12-12-2011, 05:35 PM
(This post was last modified: 12-12-2011, 05:42 PM by AnthroHeart.)
Since my mental breakdown experience of a month ago, I've felt emotionally sensitive. I'm a guy, and just earlier I broke down in tears talking to my father. I wasn't thinking of anything in particular, but just felt overwhelming sadness. Is that getting more common for guys to break down in tears for no reason at all?
Well, there are some underlying issues like I will have to close my business, but I was never really attached to that. I'll be glad when it's over. Perhaps I'm a little homesick and wanting to visit my dad again. I don't understand though as we're not too close. But I look up to him and my step mom.
Is it the 4D energies that are causing me to feel more emotionally sensitive than usual? I've never been in tears when talking to my dad before.
And how does one find joy in their life. I'm on meds that could be part of the problem. Without them, my mind feels like it's floating away.
I tried attending a depression/bipolar group, but I picked up on the emotions of everyone there, and I didn't get much out of it, except maybe to meditate.
Does one meditate to find joy? I have trouble going deep. Deep means more processing to do. How do others find joy in these emotionally turbulant times?
I'm going to be attending this convention, god willing, if my finances are ok for it: https://www.furryfiesta.org/
And hopefully my empathic side won't be overwhelmed with how excited everyone is. A little over a month ago I couldn't handle even seeing a video of people in fursuits, it was just too awesome for me to handle. And in 2 months I'll be going to a live 6-days of being around fursuits. Am I setting myself up for failure? Do we do what we love, even if it's too amazing to behold?
That's probably my greatest passion, all those furries there. But even thinking about it now doesn't bring me joy. Maybe I'm a little depressed, as I'm often bored bored bored. Even at work I get bored.
Is it normal for a man to cry when nothing's on their mind? Does the emotional energy of sadness sometimes come over with no reason? I mean even when my mind is clear, I still cried, and I didn't know why.
Well, at least I'm not in the dark night of the soul again. That got really bad. Now, it's just general discomfort. I mean I'm not married, nor really a family to take care of. No kids, but I do have 2 dogs, and one of them is my life. Means the world to me. I get giddy around him, but still I don't feel the joy in my heart being around him.
It's all so strange, these are some of the darkest days of my life.
Well, there are some underlying issues like I will have to close my business, but I was never really attached to that. I'll be glad when it's over. Perhaps I'm a little homesick and wanting to visit my dad again. I don't understand though as we're not too close. But I look up to him and my step mom.
Is it the 4D energies that are causing me to feel more emotionally sensitive than usual? I've never been in tears when talking to my dad before.
And how does one find joy in their life. I'm on meds that could be part of the problem. Without them, my mind feels like it's floating away.
I tried attending a depression/bipolar group, but I picked up on the emotions of everyone there, and I didn't get much out of it, except maybe to meditate.
Does one meditate to find joy? I have trouble going deep. Deep means more processing to do. How do others find joy in these emotionally turbulant times?
I'm going to be attending this convention, god willing, if my finances are ok for it: https://www.furryfiesta.org/
And hopefully my empathic side won't be overwhelmed with how excited everyone is. A little over a month ago I couldn't handle even seeing a video of people in fursuits, it was just too awesome for me to handle. And in 2 months I'll be going to a live 6-days of being around fursuits. Am I setting myself up for failure? Do we do what we love, even if it's too amazing to behold?
That's probably my greatest passion, all those furries there. But even thinking about it now doesn't bring me joy. Maybe I'm a little depressed, as I'm often bored bored bored. Even at work I get bored.

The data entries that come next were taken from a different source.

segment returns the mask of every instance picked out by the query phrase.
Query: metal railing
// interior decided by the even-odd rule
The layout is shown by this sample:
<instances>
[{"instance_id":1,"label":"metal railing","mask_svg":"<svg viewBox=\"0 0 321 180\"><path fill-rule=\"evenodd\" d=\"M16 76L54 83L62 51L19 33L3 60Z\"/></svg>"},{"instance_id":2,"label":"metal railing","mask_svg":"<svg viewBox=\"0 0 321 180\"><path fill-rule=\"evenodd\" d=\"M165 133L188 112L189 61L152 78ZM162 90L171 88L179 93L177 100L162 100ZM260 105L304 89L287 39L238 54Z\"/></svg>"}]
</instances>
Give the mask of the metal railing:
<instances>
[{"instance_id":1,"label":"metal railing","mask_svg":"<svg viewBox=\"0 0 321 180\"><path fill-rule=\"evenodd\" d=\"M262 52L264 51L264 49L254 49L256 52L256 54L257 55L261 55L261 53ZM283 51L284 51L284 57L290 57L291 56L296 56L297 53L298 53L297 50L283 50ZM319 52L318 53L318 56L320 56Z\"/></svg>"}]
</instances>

Is it normal for a man to cry when nothing's on their mind? Does the emotional energy of sadness sometimes come over with no reason? I mean even when my mind is clear, I still cried, and I didn't know why.

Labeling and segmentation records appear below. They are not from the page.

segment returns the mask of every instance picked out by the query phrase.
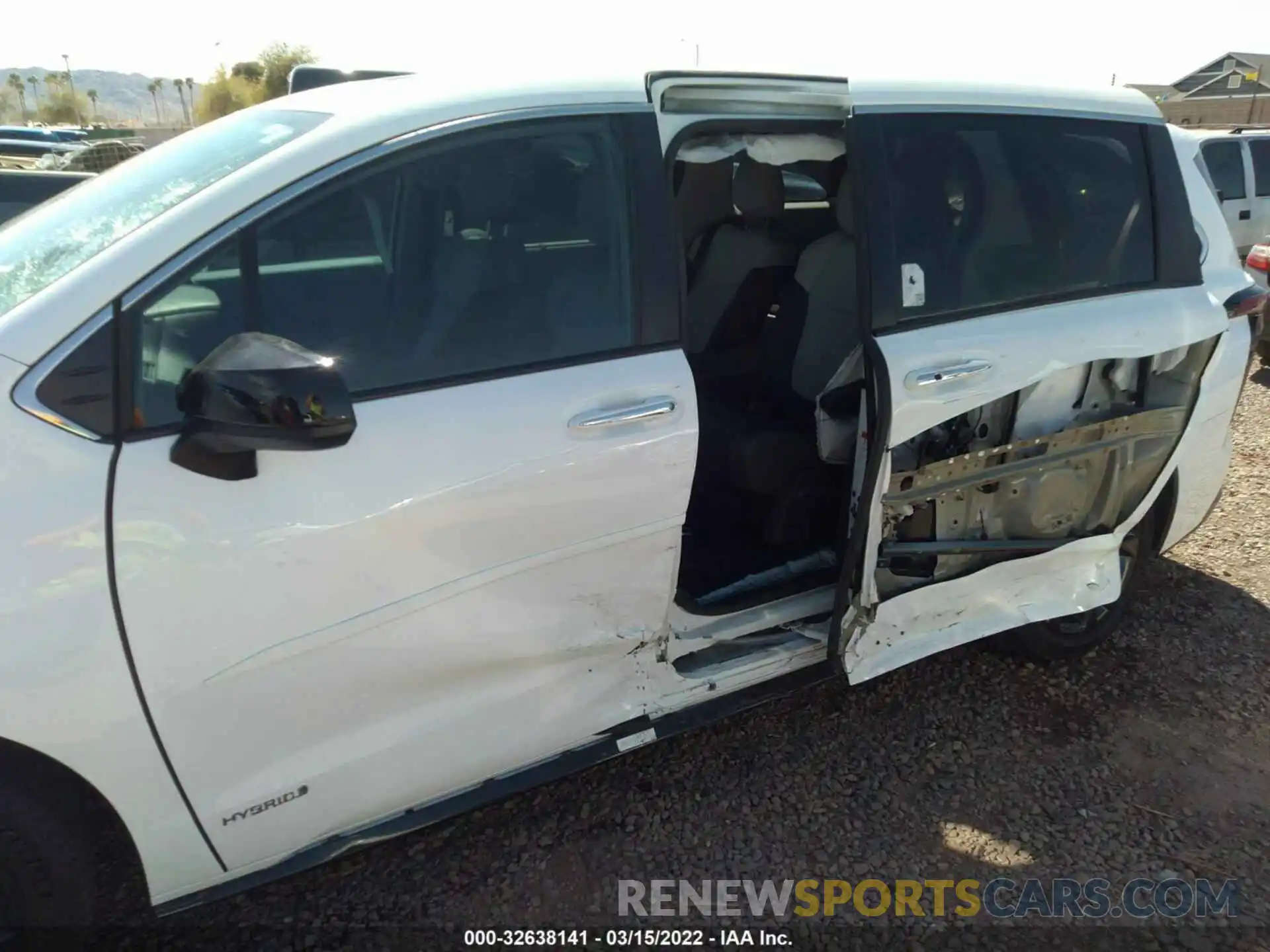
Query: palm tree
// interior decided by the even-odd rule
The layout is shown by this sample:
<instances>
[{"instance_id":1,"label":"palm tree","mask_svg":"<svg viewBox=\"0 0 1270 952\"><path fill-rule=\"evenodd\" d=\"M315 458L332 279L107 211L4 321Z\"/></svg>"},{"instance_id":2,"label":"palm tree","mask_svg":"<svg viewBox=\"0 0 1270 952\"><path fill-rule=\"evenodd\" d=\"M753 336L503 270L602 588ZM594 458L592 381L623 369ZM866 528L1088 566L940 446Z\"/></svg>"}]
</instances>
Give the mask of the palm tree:
<instances>
[{"instance_id":1,"label":"palm tree","mask_svg":"<svg viewBox=\"0 0 1270 952\"><path fill-rule=\"evenodd\" d=\"M22 81L22 74L10 72L5 85L18 94L18 108L22 109L22 121L27 121L27 84Z\"/></svg>"},{"instance_id":2,"label":"palm tree","mask_svg":"<svg viewBox=\"0 0 1270 952\"><path fill-rule=\"evenodd\" d=\"M185 108L185 80L180 76L171 81L171 85L177 88L177 95L180 98L180 114L185 117L185 124L189 124L189 110Z\"/></svg>"}]
</instances>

Well, at least I'm not in the dark night of the soul again. That got really bad. Now, it's just general discomfort. I mean I'm not married, nor really a family to take care of. No kids, but I do have 2 dogs, and one of them is my life. Means the world to me. I get giddy around him, but still I don't feel the joy in my heart being around him.
It's all so strange, these are some of the darkest days of my life.